This and that
Nodding off. I've mentioned before that there's a whole body of law on sleeping jurors, and the 2nd District added to it a couple weeks back in State v. Montgomery. Not only must a defendant show that the juror missed "critical portions" of the trial because of a visit by that candy-colored clown they call the Sandman, but "a defendant's petition for post-conviction relief must fail when the defendant had knowledge during his trial of juror misconduct, but failed to raise the misconduct at the trial level or in his direct appeal." It also helps if there were actually sleeping jurors, which the trial judge in Montgomery's case found there weren't.
Interestingly, the law on sleeping jurors roughly parallels the law on sleeping attorneys, which also requires a showing that their trip to Slumberland caused them to miss key moments in the trial. In one 6th Circuit case, the panel sloughed off a claim that the attorney had been sleeping during the direct examination of a key government witness by noting that the attorney had cross-examined effectively. Think of how much more effective it would have been had the attorney actually heard the witness' testimony.
And then, of course, there's Carl Johnson, the lawyer appointed to represent Calvine Burdine in a capital case in - you guessed it - Texas. Johnson, whose entire file on the case consisted of three pages of notes, slept during parts of the trial in which Burdine was convicted and sentenced to death. The conviction and sentence was upheld on appeal (SCOTUS eventually reversed), the panel asking in oral argument whether Cannon had slept through any important parts of the trial. I don't do death penalty work, but I imagine that lawyers who do don't spend a whole lot of time trying to figure out in advance what parts of a case in which your client can be put to death are trivial, and wouldn't command your full attention.
Corroborating evidence and gross sexual imposition. If you're convicted of gross sexual imposition, you can be sent to prison for up to five years. If you're convicted of gross sexual imposition and the judge finds there was corroborating evidence of the crime, you have to be sent to prison; it's mandatory time.
This would seem to present a problem in light of SCOTUS' decision last year in Alleyne v. US. (Discussed here.) In Alleyne, the defendant had been charged with using a firearm in a crime, which carried a minimum mandatory sentence of five years, but if the judge found that the firearm was brandished, the mandatory minimum became seven years. In Apprendi and Blakely, the Court determined that judicial fact-finding was a violation of a defendant's Sixth Amendment right to a jury trial, and held that the maximum sentence the judge could impose was the maximum permitted by facts found by a jury or admitted by the defendant. Alleyne applied that to mandatory minimums as well; the jury, not the judge, had to find that Alleyne brandished the weapon to trigger the seven-year minimum.
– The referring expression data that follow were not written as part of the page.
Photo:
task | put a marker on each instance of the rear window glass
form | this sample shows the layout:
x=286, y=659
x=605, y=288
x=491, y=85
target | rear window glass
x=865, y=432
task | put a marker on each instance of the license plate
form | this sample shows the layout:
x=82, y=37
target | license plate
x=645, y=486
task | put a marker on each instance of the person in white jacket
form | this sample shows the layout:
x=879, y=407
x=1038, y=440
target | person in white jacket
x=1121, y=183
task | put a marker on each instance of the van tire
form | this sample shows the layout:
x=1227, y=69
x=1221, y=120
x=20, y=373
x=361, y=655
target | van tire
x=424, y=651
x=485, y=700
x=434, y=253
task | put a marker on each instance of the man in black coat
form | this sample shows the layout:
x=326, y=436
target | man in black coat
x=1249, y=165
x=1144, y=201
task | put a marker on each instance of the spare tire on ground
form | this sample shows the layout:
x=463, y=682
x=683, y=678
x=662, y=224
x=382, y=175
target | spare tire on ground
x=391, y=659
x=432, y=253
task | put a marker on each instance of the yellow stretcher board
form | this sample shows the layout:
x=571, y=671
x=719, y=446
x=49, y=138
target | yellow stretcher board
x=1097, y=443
Same thing here: a finding of corroboration increases the mandatory minimum, because the judge has to send the defendant to prison if he makes that finding. Last week, the 12th District rejected the argument that the corroboration provision was unconstitutional, relying heavily on the 10th District's decision to the same effect in State v. Bevly.
As the opinion notes in passing, though, Bevly is before the Ohio Supreme Court, and if the 12th District judges in Ahlers watched the oral argument in the case last June, they sure didn't see the same one I did; as I wrote then, it seemed clear that the corroboration requirement was "destined for the dustbin." I listened to the oral argument a second time, and I'm a little less sure of the outcome than I was then. There's a lot of case law out there on the difference between "elements" and "sentencing factors," and it's sufficiently murky that the State may muster the four votes needed to save the corroboration requirement. I don't see it happening, though.
The court in Ahlers spends a lot of time discussing the fact that there was no real question of corroboration: the defendant had confessed to the crime, and that's about as good corroboration as you're going to get. That misses the point entirely, though: it's not a question of whether there was corroboration, but who gets to decide that issue.
But that brings up another question: how does that issue get decided? The only way to do it in a plea is if the defendant stipulated there was corroboration, or if the indictment alleged corroboration, and the defendant pled to it. That's a little tricky, since normally an indictment only alleges the elements of the crime, and corroboration isn't one. It's even trickier with a jury verdict: is there a special verdict form for the jury? And how do you explain what corroboration is to them?
During the oral argument, several justices suggested that the legislature would have to clean up the statute. I'm not sure there's a way to do that. The corroboration requirement might simply become a dead letter.